É ele tá certo, mas isso não impede que eu fiquei irritado, hoje é aquele tipo de dia em que tudo, absolutamente tudo, dá errado. Na hora em que fui tomar café derrubaram minha bandeja, durante a aula de matemática levei uma bela bronca do professor por cochilar em alguns momentos, recebi uma nota negativa em uma prova de linguagens que eu fiz e para completar com chave de ouro, meu primeiro período finalizou comigo recebendo uma detenção do supervisor por falar palavrão no corredor.

Pensei que treinar fosse a solução, já que jogar futebol é literalmente a única coisa que sei fazer direito, a única pelo qual tenho talento, e que pode vir a me dar um futuro, não que seja minha paixão, mas é algo em que sou bom, e são poucas as coisas em que posso dizer isso. Na verdade tenho até uma lista. 

1- Sou bom em futebol.

2- Danço bem.

3- Cozinho bem, e confeito melhor ainda.

4- Sou bom nos games.

5- Limpando esterco.

E acabou.

Mas infelizmente o azar de hoje recaiu sobre isso também. No  caso, eu estou falando do futebol, não das outras quatro coisas, já que até agora eu não consegui me dedicar a nenhuma delas,  o que é uma pena por que se tem algo pelo qual sou apaixonado é...

— Merda, Allysson, vê se acorda!!! Deixou a droga da bola passar!!— Craig grita comigo, e vejo que ele quase tomou um gol por minha culpa. 

Viu?? Esse é o problema, não estou conseguindo focar em nada! E futebol é uma das poucas coisas em que sou capaz de prestar atenção!

E isso me irrita bastante, era para eu vir aqui e mostrar que sou bom em algo, mas ao invés disso eu só estou fazendo merda atrás de bosta. Qual é meu maldito problema?

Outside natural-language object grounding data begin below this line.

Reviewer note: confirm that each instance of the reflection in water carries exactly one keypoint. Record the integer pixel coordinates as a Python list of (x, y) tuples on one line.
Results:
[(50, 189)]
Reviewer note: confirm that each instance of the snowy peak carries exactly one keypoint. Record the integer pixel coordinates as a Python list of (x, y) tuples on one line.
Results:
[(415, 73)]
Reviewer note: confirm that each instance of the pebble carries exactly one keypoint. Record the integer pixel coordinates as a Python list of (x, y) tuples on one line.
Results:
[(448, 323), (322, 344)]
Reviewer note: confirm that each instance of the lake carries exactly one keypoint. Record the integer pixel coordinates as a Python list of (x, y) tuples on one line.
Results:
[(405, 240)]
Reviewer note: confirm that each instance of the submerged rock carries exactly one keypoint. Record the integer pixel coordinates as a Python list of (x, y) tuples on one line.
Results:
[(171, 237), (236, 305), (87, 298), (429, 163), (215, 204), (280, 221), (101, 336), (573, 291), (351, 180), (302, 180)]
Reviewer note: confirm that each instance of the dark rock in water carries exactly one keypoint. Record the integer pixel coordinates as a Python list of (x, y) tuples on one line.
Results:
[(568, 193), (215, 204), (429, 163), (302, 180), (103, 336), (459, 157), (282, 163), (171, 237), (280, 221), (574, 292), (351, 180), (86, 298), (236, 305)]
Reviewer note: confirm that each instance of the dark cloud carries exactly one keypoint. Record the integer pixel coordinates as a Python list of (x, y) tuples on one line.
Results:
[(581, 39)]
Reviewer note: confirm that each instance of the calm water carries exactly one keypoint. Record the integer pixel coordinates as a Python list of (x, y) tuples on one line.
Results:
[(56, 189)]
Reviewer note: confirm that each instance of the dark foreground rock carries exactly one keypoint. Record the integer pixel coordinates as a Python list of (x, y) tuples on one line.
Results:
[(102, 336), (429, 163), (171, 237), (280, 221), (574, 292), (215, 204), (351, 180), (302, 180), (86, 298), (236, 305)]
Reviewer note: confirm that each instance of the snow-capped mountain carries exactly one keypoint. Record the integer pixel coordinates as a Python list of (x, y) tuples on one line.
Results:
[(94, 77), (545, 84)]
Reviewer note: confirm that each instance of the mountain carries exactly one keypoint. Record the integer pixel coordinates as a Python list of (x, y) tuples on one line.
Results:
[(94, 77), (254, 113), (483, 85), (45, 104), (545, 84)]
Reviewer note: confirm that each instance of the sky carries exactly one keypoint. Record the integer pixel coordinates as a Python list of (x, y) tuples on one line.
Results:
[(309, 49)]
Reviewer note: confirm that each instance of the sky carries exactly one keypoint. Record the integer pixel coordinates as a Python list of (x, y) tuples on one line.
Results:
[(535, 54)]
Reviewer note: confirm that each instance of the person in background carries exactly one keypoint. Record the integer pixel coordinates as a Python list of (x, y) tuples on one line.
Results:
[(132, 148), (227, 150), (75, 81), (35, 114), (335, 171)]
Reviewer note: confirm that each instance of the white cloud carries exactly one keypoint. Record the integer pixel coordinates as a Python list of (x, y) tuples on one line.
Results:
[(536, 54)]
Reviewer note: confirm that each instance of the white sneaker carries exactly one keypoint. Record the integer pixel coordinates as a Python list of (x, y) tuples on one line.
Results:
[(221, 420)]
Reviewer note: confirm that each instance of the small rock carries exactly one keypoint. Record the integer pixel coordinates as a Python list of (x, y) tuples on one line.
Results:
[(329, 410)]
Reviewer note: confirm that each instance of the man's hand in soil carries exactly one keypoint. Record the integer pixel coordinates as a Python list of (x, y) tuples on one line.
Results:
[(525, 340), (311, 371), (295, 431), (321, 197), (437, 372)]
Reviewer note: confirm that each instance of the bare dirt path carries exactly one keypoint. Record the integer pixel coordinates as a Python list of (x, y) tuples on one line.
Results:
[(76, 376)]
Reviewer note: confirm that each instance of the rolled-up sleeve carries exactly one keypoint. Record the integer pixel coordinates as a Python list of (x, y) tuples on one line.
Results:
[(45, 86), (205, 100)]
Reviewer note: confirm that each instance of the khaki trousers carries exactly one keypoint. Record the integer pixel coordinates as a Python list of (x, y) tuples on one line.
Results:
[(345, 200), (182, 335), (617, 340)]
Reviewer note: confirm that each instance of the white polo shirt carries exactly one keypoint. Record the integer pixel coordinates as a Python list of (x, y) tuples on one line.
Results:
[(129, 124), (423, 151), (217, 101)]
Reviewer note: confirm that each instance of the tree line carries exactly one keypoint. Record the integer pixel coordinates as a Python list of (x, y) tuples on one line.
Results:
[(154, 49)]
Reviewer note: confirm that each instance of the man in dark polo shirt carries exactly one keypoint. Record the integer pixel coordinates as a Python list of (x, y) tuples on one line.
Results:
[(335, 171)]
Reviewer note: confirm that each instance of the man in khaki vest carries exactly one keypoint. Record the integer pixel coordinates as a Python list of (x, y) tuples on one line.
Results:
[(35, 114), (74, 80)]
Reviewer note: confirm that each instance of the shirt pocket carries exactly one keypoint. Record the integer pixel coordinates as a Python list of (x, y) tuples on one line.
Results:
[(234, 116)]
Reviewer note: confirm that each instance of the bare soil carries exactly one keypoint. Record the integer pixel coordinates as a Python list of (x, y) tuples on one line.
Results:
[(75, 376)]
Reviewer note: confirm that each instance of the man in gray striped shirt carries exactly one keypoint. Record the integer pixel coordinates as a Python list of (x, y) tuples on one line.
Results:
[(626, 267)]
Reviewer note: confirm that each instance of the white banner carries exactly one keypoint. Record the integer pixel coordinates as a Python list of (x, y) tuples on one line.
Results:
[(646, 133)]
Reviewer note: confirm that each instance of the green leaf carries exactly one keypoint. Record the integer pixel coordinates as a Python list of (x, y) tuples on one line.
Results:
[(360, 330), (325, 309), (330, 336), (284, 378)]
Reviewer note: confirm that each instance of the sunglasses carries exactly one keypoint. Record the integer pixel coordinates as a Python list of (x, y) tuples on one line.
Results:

Tirando a falta de atenção, mesmo quando eu foco, ainda assim não consigo jogar direito, meus dribles saem errados, não posso tirar a bola do pé de meus adversários, e infelizmente essas são duas coisas extremamente importantes quando se está na posição de zagueiro.

O que no caso é a posição que estou ocupando, zagueiro. 

— Que perna de pau, Gonzales, tá todo duro, não consegue chutar uma bola direito, mas quando precisa abrir elas parece aluno de yoga, né? 

O babaca que fala isso, e sai trombando no meu ombro é Thales Ribeiro, meu parceiro do time e, no exato momento, a fonte da minha vontade de cometer homicídio doloso... ou seria o culposo?

Ah, quer saber? Deixa pra lá. 

A questão aqui é que o  treino de hoje está marcado por minhas faltas constantes, por perder a bola, e pelo maldito Thales estar ali por perto zoando cada erro meu, para piorar a situação o treinador não tira os olhos de mim, observando minuciosamente e calculando milimetricamente cada gafe minha, tenho certeza que logo mais ele vai explodir e me xingar na frente de todo mundo.

— Concentração, Ally, ou nosso time vai perder. — Novamente Renan vem até mim. — Foque os olhos naquela bola, e não a deixe passar por você.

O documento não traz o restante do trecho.